75 Millionen Euro für Übergangs-Oper – aber es kann noch deutlich teurer werden

Wenn die alte Spielstätte in Düsseldorf abgerissen und die neue gebaut wird, muss das Haus für fünf Jahre umziehen. Der Beschluss für diese Zwischenlösung soll nun fallen. Allerdings ist der Preis gewaltig und die Zahl der offenen Punkte ebenfalls hoch.
Veröffentlicht am 25. April 2024
CCD Ost in Düsseldorf
Favorit der Stadtverwaltung für die vorübergehende Heimat der Oper? Das Congress-Centrum an der Düsseldorfer Messe.

Um die Mittagszeit tagen politische Gremien in Düsseldorf nur in Ausnahmefällen. Der Rat macht das einmal im Jahr, wenn der gesamte städtische Haushalt besprochen und beschlossen werden muss, um zumindest ansatzweise vor Mitternacht fertig zu werden. Es steht also offenbar etwas Besonderes an, wenn am 30. April schon um 12 Uhr die Mitglieder aus vier Ausschüssen und einer Bezirksvertretung im Congress-Centrum an der Messe zusammenkommen. Der Eindruck stimmt: Es geht um die neue Oper und viel Geld.

Was wird in der Sondersitzung diskutiert?
Die Tagesordnung hat zwei Punkte: Die Stadt möchte den Architekten-Wettbewerb für die neue Oper ausloben und sie möchte eine Entscheidung zur Übergangs-Oper treffen. Damit ist die Spielstätte gemeint, in der Solist:innen, Chöre und Orchester auftreten, während an der Heinrich-Heine-Allee das bisherige Opernhaus abgerissen und das neue gebaut wird. Das wird nach jetziger Berechnung mindestens fünf Jahre dauern.

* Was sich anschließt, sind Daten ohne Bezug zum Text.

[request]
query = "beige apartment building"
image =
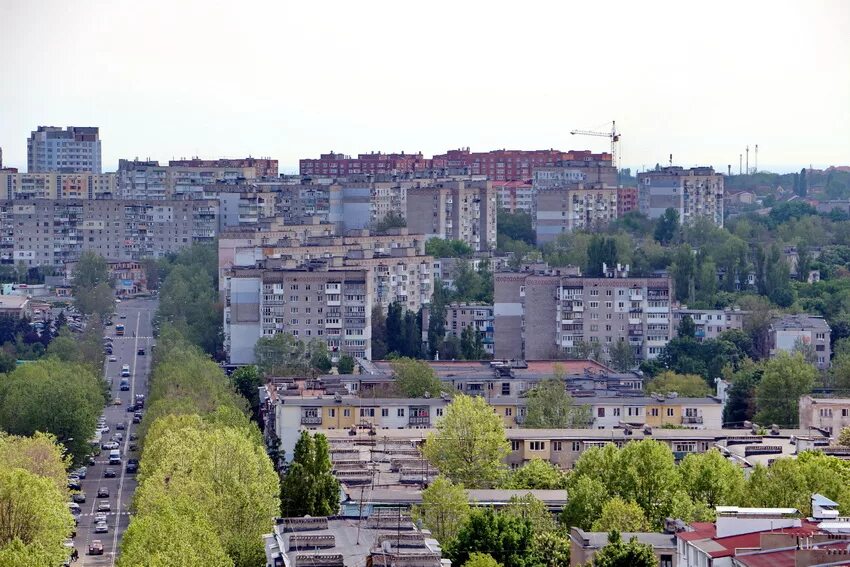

Im Zentrum der Debatte steht der Preis für das Interim.

Was kostet die Übergangs-Oper?
Die Stadt schlägt vor, das Congress-Centrum Ost zur vorübergehenden Oper zu machen. Das würde nach ihren jetzigen Berechnungen 75 Millionen Euro kosten. Die größten Posten in der Rechnung:

  • die technischen Anlagen einschließlich Bühnentechnik = 30 Millionen
  • die Baukonstruktion = 23,8 Millionen
  • die Baunebenkosten = 13,5 Millionen

Kann die Summe noch steigen?
Ja, aus mindestens drei Gründen:

1. Die jüngere Vergangenheit hat gezeigt, wie schnell und stark Baukosten nach oben gehen können. Bis zum Baustart der Übergangs-Oper vergehen noch mehr als zwei Jahre. In der Kalkulation stehen dazu zwei leicht verschwurbelte Sätze: „Die Kostenermittlung hat die Qualität eines Kostenrahmens, welche Abweichungen von bis zu 40 Prozent bis zur Kostenfeststellung ermöglichen. In dem Kostenrahmen nicht enthalten sind eventuelle Altlasten im Abtragungsbereich sowie Baukostensteigerungen.“

Letztlich sind auch diese 40 Prozent nur geschätzt. Im Moment ist die Bauwirtschaft insgesamt weitgehend zum Erliegen gekommen. Wenn der Markt wieder anzieht, können Materialien knapp werden und Preise überdurchschnittlich steigen.

2. In der bisherigen Kalkulation steht neben dem Wort Grundstück eine Null. Ich habe Zweifel, dass diese Zahl dort stehen bleibt. Würde die Messe der Stadt das CCD-Ost für die fünf Jahre unentgeltlich überlassen, könnte dies als verdeckte Gewinnausschüttung einer Stadttochter gesehen werden. Es besteht deshalb das Risiko, dass eine marktübliche Pacht zu den 75 Millionen Euro hinzukommt.

3. Die vorgeschlagene Variante sieht vor, dass ein Teil der Beschäftigten (vor allem Opern-Verwaltung) nicht am Standort arbeitet. Für sie muss an anderer Stelle etwas angemietet werden, die Rede ist von 5000 Quadratmetern. Diese zusätzlichen Kosten tauchen in der Rechnung bisher nicht auf.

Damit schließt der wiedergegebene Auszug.